There are 5 different classes: ['cello', 'guitar', 'clarinet', 'flute', 'harmonica']
number of files in database 60
Done!


In [3]:
from sklearn.pipeline import Pipeline
from sklearn.neural_network import MLPClassifier
from sklearn.decomposition import PCA
from sklearn.preprocessing import StandardScaler


#creating pipeline
pipe = Pipeline([
        ('scaler', StandardScaler()),
        ('dim_red', PCA(n_components = 14)),
        ('classifier', MLPClassifier(hidden_layer_sizes=(12,4), max_iter=10000, activation='tanh'))
        ])

### 1. Extending a single split and using it to train the pipeline once

Here we also train the same pipeline with the non extended dataset to show the difference.
Mind that although we fixed the random split initializing the random_state to a fixed integer, the results (accuracy) will change at every execution. In particular, the weights of the ANN are initialized randomly, therefore reteaining again the ANN on the same dataset (non extended) may produce different results. At times the random initialization of weights may be more favorable to the task, other time less favorable. Moreover, when extendin the training set we add noise which is random by nature, and therefore also this will be at times favorable to the classification tasks, and at time adverse (as we will see in the next section, on average over a long run it should be favorable).


In [4]:
#splitting in training and testing set
from sklearn.model_selection import train_test_split
feat_train, feat_test, lab_train, lab_test = train_test_split(features, labels, test_size=0.2, random_state=10)

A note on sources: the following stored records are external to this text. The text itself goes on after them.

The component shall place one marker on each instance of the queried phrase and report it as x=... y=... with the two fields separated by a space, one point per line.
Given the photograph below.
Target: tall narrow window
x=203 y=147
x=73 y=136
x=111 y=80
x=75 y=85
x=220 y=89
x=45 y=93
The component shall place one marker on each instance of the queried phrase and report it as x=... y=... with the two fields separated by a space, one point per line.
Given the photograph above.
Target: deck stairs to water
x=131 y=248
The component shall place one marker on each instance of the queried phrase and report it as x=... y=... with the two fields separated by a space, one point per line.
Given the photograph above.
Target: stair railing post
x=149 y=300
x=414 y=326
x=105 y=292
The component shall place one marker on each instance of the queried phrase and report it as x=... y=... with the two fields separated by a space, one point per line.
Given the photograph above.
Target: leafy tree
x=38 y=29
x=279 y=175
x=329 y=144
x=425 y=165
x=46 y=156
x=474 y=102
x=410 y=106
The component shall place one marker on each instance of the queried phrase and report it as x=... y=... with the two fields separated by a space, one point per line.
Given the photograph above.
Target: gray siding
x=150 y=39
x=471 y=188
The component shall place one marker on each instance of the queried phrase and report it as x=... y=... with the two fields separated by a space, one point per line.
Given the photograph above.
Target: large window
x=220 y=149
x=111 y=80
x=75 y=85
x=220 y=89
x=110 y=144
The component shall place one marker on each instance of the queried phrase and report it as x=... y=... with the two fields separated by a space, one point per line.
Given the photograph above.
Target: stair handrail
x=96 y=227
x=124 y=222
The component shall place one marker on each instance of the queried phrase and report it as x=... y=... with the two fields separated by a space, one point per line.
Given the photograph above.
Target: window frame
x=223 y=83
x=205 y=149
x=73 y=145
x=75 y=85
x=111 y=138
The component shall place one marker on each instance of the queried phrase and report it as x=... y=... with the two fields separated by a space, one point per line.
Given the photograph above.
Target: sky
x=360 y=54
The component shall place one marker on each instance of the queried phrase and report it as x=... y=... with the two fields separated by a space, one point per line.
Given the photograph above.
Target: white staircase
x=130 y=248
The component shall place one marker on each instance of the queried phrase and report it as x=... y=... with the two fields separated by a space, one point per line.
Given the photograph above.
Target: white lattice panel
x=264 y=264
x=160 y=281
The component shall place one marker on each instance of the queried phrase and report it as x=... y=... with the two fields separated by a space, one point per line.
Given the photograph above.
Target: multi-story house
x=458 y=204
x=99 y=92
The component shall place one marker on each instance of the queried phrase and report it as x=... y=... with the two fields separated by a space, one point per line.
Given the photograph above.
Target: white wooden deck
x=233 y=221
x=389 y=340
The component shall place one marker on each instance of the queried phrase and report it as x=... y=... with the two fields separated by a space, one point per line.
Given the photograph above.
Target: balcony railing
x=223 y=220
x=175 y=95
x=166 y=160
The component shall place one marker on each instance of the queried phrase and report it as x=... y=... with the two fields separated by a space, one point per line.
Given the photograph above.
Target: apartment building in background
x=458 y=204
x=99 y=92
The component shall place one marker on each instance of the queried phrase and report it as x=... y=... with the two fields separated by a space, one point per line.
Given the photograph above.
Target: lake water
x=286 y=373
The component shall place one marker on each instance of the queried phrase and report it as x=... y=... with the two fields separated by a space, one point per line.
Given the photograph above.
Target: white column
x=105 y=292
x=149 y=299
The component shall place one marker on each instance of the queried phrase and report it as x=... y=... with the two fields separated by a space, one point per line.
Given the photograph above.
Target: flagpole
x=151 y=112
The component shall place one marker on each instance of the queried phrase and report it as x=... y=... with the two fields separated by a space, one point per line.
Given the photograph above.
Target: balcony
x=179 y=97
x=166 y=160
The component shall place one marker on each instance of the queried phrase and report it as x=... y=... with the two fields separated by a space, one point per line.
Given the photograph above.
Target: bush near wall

#the estended feature set include the original features
#plus features with added gaussian noise (appending one extended array after the original)
feat_train_ext = np.append(feat_train,feat_train+np.random.normal(0,0.15,(feat_train.shape)),axis=0)

#as a consequence we also have to extend (doubling) the array of labels
lab_train_ext = np.append(lab_train,lab_train,axis=0)

#displaying the size of the original and extended arrays
print(feat_train.shape)
print(feat_train_ext.shape)
print(lab_train.shape)
print(lab_train_ext.shape)

#training the pipe and checking the accuracy 
pipe.fit(feat_train, lab_train)
lab_predict = pipe.predict(feat_test)
print('Accuracy without extended set:',sklearn.metrics.accuracy_score(lab_test, lab_predict))

#training the pipe and checking the accuracy on extended set
pipe.fit(feat_train_ext, lab_train_ext)
lab_predict = pipe.predict(feat_test)
print('Accuracy with extended set:',sklearn.metrics.accuracy_score(lab_test, lab_predict))

(48, 20)
(96, 20)
(48,)
(96,)
Accuracy without extended set: 0.5
Accuracy with extended set: 0.4166666666666667


In [5]:
from sklearn.model_selection import RepeatedStratifiedKFold

#creating in the repeated stratified k-fold object
rskf = RepeatedStratifiedKFold(n_splits=5, n_repeats=10)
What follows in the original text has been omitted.